Enabling High Capacity and Stable Sodium Capture in Simulated Saltwater by Highly Crystalline Prussian Blue Analogues Cathode

Abstract

Prussian blue analogues (PBAs) are considered as promising cathode materials for capacitive deionization (CDI) technology due to their 3D open‐frame structure and tunable redox active sites. However, the inevitably high content of [Fe(CN)6] vacancies in the crystal structure results in a low salt adsorption capacity (SAC) and poor recycling performance. Herein, a high‐salt nano‐reaction system is established by mechanochemical ball milling, enabling the preparation of a variety of highly crystallized PBAs (metal hexacyanoferrate, MHCF‐B‐170, M = Ni, Co, or Cu) with low vacancies (0.05–0.06 per formula unit).
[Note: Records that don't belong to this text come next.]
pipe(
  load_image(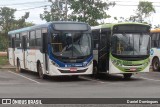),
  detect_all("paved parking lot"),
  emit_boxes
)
[0,69,160,98]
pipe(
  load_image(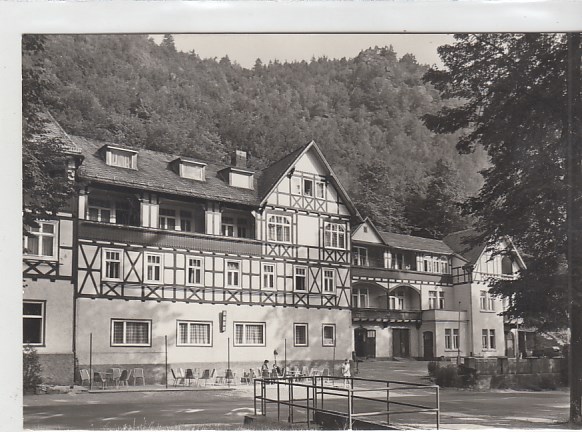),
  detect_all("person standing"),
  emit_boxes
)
[342,359,352,388]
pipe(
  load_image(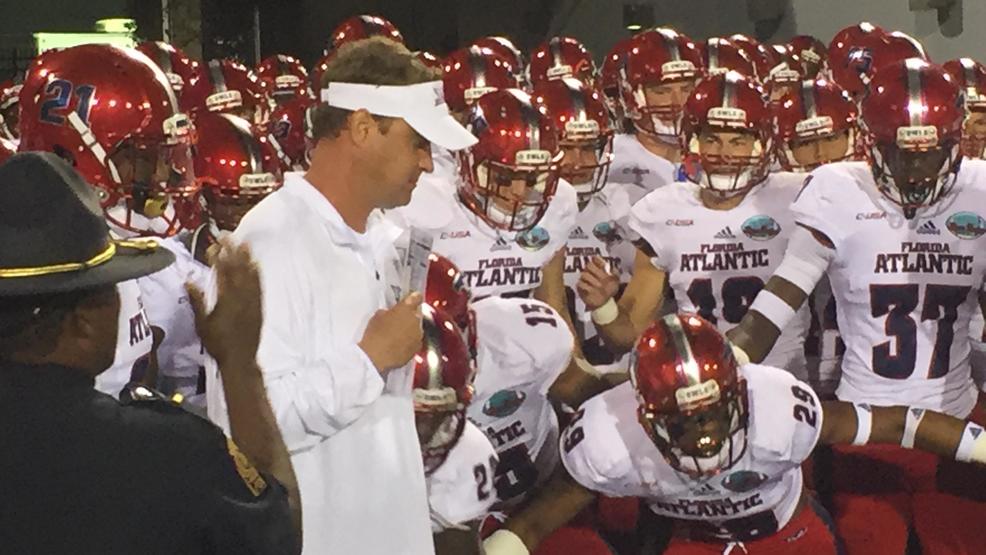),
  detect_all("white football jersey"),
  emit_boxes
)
[630,173,810,381]
[792,160,986,418]
[467,297,574,505]
[426,421,497,533]
[565,186,636,372]
[137,237,210,404]
[969,308,986,392]
[609,133,679,204]
[561,364,822,541]
[96,280,154,398]
[387,178,578,298]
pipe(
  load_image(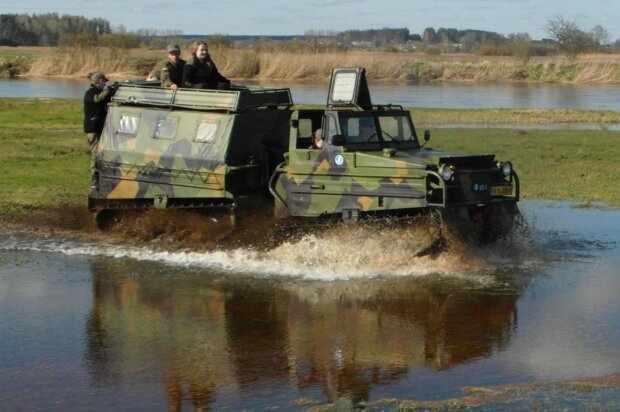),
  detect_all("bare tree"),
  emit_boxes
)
[590,24,610,50]
[547,16,592,58]
[508,33,534,65]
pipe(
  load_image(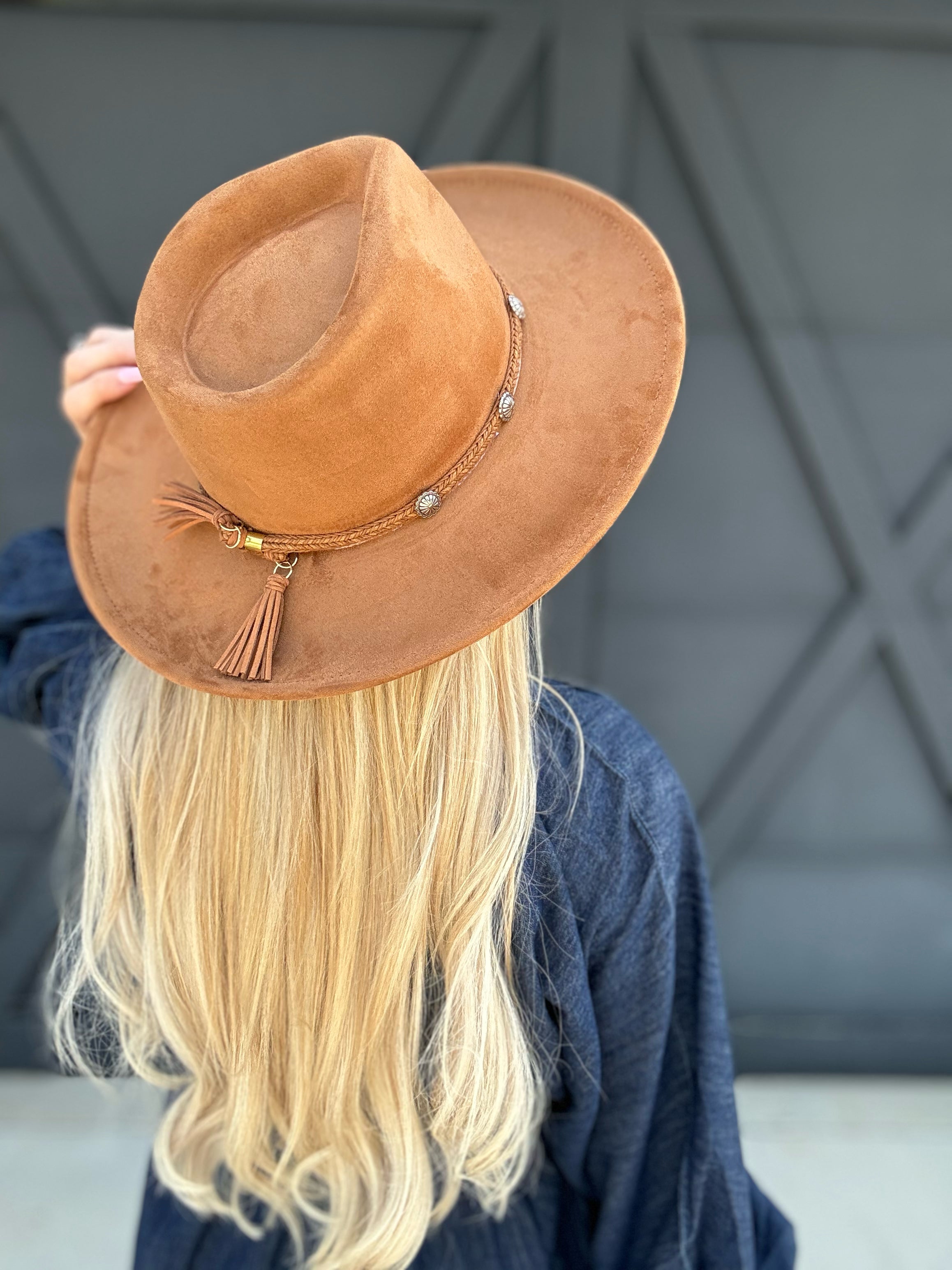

The reduction of vacancies in the PBAs lattice not only strengthens the conductivity and promotes the rapid transfer of electrons, but also reduces the migration energy barrier and accelerates the fast and reversible diffusion of Na+ ions. The structural characterization method and theoretical simulation demonstrates the excellent reversibility and crystal structure stability of MHCF‐B‐170 during the CDI process. Impressively, the NiHCF‐B‐170 exhibits excellent CDI performance, characterized by an exceptionally high SAC of up to 101.4 mg g−1 at 1.2 V, and demonstrates remarkable cycle stability with no significant degradation observed even after 100 cycles. This PBAs with low Fe(CN)6 vacancies are expected to be a competitive candidate material for CDI electrodes.